Last week Walla Walla City Council members were asked to raise taxes and fees relating to property, garbage, building construction and a few other areas.
The Council members did their jobs well. They took a thoughtful approach to the issues and, we believe, made the right call on the questions before them.
City officials had recommended an across-the-board increases of nine percent for landfill rates and six percent for sanitation rates, which would have raised the cost for the standard residential 96-gallon curbside service from $19.04 to $20.20 a month.
Council member Dominick Elia led the charge against the rate increase arguing the private sector is forced to make cuts and the city should do the same. The Council, by a 4-3 vote, agreed with Elia.
The city utility bill has been going up and it will continue to go up because of agreed-upon rate hikes to reconstruct the failing pipes city under the streets. Adding another hike as people are coping with the lousy economy is just too much.
And we also think Council members made the right call in vetoing a hike in building and permit fees by not taking action.
The city was looking for a five percent across-the-board rate increase for services provided by the Development Services (planning department).
Council members wisely scoffed at the idea for two very good reasons. They didn't see the need to increase building fees when construction is down and when the city's planning department is in the midst of merging with the county's planning department.
Council member Jerry Cummins also railed, and with good reason, that the proposed rate increases should have been based on the actual cost of those specific services rather than a flat five percent.
"It looks like we are increasing just to raise fees," Cummins said.

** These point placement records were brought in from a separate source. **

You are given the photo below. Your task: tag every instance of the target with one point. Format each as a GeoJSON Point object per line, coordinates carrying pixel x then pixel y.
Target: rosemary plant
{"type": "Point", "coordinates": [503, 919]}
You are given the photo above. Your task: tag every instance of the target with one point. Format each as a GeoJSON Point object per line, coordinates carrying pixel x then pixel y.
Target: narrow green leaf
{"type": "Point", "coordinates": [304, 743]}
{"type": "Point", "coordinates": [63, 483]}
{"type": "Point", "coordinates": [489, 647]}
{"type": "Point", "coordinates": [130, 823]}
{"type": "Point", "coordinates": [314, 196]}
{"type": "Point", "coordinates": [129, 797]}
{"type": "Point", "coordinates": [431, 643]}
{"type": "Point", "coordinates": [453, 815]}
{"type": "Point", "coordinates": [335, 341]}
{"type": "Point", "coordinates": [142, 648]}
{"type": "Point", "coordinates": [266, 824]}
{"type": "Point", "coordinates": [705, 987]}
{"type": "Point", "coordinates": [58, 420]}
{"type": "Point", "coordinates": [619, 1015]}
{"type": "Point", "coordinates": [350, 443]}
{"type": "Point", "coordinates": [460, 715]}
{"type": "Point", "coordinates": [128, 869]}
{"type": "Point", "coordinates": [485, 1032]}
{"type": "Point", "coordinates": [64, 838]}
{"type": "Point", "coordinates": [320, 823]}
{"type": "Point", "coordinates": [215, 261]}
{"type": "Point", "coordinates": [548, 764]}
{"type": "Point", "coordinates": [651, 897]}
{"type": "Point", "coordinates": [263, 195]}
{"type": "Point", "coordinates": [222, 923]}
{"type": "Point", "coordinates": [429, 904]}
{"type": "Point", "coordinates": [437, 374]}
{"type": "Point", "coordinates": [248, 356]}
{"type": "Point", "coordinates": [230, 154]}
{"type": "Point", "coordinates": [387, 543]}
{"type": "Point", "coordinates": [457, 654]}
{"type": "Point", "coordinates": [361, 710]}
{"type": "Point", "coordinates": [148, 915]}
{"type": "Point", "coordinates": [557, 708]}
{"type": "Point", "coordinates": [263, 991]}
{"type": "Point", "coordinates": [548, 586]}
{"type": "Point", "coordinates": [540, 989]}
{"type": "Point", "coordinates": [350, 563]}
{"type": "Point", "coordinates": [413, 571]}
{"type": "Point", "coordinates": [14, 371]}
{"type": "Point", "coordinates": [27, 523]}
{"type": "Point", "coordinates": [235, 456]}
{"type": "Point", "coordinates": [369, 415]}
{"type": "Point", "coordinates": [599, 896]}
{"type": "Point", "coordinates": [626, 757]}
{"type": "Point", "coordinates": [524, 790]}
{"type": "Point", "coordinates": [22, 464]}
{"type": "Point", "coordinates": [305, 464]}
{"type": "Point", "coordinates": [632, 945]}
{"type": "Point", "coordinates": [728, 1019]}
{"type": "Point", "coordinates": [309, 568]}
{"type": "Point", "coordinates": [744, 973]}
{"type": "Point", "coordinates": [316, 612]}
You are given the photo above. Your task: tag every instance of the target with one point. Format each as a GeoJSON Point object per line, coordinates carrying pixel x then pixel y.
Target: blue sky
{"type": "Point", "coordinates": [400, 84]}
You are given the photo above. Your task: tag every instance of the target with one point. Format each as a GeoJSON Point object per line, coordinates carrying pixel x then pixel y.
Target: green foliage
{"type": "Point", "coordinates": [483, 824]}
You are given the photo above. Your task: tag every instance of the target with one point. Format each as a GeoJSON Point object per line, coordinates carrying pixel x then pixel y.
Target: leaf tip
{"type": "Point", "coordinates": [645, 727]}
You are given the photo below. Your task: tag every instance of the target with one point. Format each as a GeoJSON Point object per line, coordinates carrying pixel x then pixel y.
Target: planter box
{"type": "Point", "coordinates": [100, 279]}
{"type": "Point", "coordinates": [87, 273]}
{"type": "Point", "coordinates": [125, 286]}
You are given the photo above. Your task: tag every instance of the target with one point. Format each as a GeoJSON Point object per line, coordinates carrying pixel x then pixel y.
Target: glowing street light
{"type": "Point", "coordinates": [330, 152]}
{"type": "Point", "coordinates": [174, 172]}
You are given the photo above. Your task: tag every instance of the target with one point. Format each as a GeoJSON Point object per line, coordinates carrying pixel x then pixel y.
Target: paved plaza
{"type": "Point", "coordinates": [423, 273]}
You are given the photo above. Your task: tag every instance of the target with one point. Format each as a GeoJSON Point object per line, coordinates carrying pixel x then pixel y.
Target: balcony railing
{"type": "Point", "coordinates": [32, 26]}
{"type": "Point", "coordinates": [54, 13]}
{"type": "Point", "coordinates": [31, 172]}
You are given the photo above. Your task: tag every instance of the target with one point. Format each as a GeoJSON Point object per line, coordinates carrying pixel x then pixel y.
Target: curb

But Council did approve some fees and a tax. It unanimously approve increasing ambulance fees and restructuring overdue fees for the library. The increases were justified and reasonable.
And the Council, by a 4-3 vote, gave the OK to collect one percent more in property tax next year. That does not necessarily mean individual property owners will see a one percent increase in their taxes. Those rates are adjusted annually based on what the home was valued at by the County Assessor's Office. This move will have a relatively small impact on individual home owners but will provide a significant revenue to the city.
The Council is going to have to make some deep cuts in the weeks ahead, and that means some difficult decisions. Last week's decisions were hard. Council members made them prudently.